C++ Program to Implement Suffix Array
A suffix array is a data structure which can be used to store all possible suffixes of a given string in the sorted order. It stores the starting indices of the suffixes in lexicographical order. It is similar to trie data structure but is more space efficient then tries.
Example
Let the given string be "banana".
0 banana 5 a
1 anana Sort the Suffixes 3 ana
2 nana ----------------> 1 anana
3 ana alphabetically 0 banana
4 na 4 na
5 a 2 nanaSo the suffix array for "banana" is {5, 3, 1, 0, 4, 2}
In this article, we will learn how to implement a suffix array for a given string in C++.
How to Create Suffix Array?
Following are the steps involved in creating the suffix array:
- Create the vector of string where we will store all the suffixes and also create the vector of integer where we will store staring position of all suffixes.

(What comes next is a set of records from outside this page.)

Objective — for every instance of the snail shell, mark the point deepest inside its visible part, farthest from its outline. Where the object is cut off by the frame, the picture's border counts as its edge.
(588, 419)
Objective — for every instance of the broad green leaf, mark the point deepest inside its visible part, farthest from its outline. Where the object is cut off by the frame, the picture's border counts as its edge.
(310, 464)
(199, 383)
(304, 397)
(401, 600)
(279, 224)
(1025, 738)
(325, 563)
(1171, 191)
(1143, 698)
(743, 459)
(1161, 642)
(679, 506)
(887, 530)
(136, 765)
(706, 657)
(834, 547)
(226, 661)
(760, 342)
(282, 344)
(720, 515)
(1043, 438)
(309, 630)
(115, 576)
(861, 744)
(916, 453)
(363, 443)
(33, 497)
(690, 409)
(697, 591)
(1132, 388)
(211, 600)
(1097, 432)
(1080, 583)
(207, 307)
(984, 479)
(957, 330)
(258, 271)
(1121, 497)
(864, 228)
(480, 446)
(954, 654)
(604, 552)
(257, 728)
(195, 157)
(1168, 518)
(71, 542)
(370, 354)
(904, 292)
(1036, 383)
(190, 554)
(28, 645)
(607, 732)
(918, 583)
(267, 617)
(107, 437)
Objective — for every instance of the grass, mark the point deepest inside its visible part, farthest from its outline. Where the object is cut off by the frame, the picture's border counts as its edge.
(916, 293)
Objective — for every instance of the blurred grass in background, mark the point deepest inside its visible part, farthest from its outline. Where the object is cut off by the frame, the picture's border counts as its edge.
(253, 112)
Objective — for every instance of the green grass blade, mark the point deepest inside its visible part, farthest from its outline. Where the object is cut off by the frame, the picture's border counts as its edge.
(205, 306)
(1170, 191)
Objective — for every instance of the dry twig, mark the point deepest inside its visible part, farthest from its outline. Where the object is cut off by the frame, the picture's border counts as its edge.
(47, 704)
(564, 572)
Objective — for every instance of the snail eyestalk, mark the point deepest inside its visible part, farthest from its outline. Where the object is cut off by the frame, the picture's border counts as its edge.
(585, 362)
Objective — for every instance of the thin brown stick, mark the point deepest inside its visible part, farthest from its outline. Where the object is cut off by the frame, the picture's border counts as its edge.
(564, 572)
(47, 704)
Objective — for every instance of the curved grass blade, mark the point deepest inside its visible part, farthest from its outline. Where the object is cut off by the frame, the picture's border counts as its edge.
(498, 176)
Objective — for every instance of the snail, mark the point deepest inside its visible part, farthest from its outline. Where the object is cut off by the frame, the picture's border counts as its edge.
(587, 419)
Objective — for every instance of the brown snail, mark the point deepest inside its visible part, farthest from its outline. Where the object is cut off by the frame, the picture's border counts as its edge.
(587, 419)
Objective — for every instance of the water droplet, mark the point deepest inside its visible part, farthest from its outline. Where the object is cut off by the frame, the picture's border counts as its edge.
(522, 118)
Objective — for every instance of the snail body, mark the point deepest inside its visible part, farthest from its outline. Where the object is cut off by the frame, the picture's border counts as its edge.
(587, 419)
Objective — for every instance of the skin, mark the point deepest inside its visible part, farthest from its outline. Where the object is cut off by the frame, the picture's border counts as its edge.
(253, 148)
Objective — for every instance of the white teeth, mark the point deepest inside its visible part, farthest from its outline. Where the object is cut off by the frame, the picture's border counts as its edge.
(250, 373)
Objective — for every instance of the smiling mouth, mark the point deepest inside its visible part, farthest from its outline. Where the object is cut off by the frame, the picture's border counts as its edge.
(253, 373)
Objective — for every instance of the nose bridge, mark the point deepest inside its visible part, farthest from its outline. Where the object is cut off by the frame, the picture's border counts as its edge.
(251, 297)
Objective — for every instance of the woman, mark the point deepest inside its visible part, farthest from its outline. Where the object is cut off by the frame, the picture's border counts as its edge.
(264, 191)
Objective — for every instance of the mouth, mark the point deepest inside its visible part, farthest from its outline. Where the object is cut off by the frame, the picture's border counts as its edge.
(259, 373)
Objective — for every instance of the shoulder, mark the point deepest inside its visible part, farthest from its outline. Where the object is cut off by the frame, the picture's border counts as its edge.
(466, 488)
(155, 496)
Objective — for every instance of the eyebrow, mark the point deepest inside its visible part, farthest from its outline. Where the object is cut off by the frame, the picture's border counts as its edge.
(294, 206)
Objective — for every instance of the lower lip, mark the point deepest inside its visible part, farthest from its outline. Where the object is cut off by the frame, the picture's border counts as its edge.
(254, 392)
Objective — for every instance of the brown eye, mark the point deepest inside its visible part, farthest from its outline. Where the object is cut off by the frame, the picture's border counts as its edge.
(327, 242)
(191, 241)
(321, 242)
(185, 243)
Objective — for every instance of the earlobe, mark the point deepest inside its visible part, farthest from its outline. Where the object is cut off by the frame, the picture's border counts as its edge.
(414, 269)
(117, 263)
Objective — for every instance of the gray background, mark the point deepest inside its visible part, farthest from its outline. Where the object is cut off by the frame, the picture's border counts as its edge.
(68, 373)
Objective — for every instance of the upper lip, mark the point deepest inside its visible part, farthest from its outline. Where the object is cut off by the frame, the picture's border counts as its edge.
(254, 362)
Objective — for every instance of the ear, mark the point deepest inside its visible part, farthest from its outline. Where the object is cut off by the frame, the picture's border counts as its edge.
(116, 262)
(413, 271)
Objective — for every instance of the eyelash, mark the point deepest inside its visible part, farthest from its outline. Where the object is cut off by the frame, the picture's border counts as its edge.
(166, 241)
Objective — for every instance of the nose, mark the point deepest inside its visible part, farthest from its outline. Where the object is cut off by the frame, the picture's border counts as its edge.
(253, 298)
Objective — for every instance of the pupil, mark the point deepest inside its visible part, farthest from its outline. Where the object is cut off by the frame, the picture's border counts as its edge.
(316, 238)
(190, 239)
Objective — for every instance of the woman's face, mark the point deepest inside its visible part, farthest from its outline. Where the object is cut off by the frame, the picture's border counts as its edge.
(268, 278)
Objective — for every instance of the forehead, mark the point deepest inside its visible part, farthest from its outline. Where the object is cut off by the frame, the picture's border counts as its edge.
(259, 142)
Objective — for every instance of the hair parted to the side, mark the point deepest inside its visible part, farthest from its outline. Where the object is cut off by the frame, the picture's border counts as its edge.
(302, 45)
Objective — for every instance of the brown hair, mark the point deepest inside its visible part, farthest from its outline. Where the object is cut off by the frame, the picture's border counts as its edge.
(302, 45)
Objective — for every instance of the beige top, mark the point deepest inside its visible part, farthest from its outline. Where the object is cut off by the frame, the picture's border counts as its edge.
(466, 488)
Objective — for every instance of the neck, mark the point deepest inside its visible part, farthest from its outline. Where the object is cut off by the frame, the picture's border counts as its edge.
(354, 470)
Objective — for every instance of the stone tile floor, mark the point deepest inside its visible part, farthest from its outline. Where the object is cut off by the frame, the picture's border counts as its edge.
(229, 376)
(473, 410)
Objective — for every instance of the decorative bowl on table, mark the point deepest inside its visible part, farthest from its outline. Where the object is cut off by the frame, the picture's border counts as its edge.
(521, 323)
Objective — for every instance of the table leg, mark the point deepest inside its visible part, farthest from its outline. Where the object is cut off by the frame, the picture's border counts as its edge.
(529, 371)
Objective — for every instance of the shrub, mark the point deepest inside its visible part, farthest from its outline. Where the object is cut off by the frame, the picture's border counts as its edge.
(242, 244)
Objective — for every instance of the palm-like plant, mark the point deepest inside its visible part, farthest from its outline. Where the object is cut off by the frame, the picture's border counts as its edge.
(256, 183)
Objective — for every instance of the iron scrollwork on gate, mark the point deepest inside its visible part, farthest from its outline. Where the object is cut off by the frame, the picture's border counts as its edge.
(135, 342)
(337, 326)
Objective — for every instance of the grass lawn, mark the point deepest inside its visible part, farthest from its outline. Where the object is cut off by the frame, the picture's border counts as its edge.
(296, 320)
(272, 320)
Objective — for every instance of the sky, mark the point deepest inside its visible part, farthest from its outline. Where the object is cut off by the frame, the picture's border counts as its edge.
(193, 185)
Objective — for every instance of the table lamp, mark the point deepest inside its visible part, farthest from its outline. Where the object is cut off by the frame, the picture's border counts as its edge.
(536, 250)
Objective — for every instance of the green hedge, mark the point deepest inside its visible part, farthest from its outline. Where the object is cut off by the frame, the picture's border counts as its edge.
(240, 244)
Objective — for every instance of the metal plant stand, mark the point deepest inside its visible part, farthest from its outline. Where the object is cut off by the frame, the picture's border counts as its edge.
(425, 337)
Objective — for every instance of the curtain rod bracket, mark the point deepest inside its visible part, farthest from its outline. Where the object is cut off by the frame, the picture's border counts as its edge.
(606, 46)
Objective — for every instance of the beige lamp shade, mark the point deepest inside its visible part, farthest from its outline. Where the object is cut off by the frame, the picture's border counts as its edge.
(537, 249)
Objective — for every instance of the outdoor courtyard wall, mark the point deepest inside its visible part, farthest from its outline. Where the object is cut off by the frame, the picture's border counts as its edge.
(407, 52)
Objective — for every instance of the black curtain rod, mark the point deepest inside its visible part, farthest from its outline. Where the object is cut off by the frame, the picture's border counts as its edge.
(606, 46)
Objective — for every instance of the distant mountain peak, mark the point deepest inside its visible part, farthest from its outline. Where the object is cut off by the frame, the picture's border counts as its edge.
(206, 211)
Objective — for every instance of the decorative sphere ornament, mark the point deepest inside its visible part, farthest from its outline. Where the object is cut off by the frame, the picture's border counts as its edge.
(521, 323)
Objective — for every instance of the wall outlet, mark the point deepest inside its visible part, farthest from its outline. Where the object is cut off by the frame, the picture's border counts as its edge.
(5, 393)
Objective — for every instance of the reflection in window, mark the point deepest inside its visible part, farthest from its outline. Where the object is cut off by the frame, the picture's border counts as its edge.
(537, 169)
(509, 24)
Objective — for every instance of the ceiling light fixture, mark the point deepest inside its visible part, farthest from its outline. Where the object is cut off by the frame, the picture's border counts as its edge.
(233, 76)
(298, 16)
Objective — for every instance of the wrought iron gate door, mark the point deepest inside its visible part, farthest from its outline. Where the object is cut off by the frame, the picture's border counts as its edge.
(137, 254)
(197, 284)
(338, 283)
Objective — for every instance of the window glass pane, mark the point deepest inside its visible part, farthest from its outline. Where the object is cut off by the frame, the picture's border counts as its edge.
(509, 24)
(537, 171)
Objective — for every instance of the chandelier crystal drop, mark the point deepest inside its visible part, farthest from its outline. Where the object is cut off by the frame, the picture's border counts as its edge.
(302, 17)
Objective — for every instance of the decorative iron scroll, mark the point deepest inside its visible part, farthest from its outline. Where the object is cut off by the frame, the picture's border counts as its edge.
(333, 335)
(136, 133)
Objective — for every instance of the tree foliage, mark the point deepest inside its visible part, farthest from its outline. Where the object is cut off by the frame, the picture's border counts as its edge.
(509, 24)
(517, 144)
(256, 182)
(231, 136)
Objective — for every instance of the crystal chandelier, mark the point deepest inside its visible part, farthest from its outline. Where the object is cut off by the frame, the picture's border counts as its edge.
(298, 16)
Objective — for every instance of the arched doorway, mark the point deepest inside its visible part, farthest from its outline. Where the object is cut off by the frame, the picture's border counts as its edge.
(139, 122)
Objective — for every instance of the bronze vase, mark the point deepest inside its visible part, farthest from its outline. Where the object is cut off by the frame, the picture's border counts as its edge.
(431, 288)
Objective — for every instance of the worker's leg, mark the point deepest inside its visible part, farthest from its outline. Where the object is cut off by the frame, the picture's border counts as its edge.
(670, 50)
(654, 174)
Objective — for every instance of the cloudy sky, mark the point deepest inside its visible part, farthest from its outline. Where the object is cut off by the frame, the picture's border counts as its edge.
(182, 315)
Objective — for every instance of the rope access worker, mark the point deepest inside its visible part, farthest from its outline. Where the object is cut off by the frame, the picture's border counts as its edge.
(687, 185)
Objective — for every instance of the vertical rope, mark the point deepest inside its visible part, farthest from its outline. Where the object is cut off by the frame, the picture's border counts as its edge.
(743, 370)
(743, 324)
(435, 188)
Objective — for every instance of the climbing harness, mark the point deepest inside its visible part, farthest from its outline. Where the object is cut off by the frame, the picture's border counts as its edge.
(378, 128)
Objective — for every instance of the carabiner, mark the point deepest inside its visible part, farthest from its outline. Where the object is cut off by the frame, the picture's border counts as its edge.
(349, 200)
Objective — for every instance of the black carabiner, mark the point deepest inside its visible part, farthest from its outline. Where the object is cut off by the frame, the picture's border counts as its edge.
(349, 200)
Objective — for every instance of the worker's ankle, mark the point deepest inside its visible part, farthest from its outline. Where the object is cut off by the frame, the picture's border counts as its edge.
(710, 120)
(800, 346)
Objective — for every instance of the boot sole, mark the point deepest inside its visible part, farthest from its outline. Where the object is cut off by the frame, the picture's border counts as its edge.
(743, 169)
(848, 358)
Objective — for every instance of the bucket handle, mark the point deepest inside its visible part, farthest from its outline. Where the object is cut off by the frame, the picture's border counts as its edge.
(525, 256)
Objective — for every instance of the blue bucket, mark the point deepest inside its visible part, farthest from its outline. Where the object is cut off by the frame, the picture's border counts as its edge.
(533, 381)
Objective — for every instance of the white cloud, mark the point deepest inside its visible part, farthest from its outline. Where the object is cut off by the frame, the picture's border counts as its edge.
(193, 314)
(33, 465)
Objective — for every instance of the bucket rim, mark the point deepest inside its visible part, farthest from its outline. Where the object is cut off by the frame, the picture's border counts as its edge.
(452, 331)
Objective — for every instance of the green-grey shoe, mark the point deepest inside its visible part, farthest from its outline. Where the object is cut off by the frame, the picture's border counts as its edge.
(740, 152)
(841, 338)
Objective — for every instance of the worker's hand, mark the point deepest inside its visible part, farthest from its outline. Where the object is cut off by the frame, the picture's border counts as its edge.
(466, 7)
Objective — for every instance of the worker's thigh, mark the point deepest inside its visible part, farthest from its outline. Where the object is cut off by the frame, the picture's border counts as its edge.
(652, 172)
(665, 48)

- Now generate all the suffixes simply using the loop and store all the suffixes in the vector of string.
- Sort all the suffixes alphabetically.
- Now according to the alphabetically sorted suffixes we have to create suffix array using the staring position of all the suffixes.
Code Implementation
Below is the program for creating the suffix array:
// C++ Program to illustrate how to create the
// suffix array
#include <bits/stdc++.h>
using namespace std;
vector<int> buildSufArr(string &s) {
int n = s.length();
vector<int> sufArr(n);
vector<string> suf(n);
// Generating all the suffixes
for (int i = 0; i < n; i++)
suf[i] = s.substr(i);
// Sort all suffixes alphabetically
sort(suf.begin(), suf.end());
// Create the suffix array using the
// starting position of all the suffixes
// by subtracting it from the length of
// the original string
for (int i = 0; i < n; i++)
sufArr[i] = n - suf[i].length();
return sufArr;
}
int main() {
string s = "banana";
vector<int> sufArr = buildSufArr(s);
for (int i : sufArr)
cout << i << " ";
return 0;
}
Output
5 3 1 0 4 2
Time Complexity: O(k * n log n), where n is the length of string and k is the maximum length of suffixes.
Auxiliary Space: O(n), where n is the length of the string.
Applications of Suffix Arrays
Suffix Arrays can be used in various problems some of which are given below:
- Pattern Matching: It Quickly finds a substring within a larger string.
- Data Compression: It helps in algorithms that reduce the size of data.
- Bioinformatics: This algorithm is used in analysing DNA sequences.
Advantages
- After it is built it allows for quick substring searches.
- It uses less space compared to other structures like suffix trees.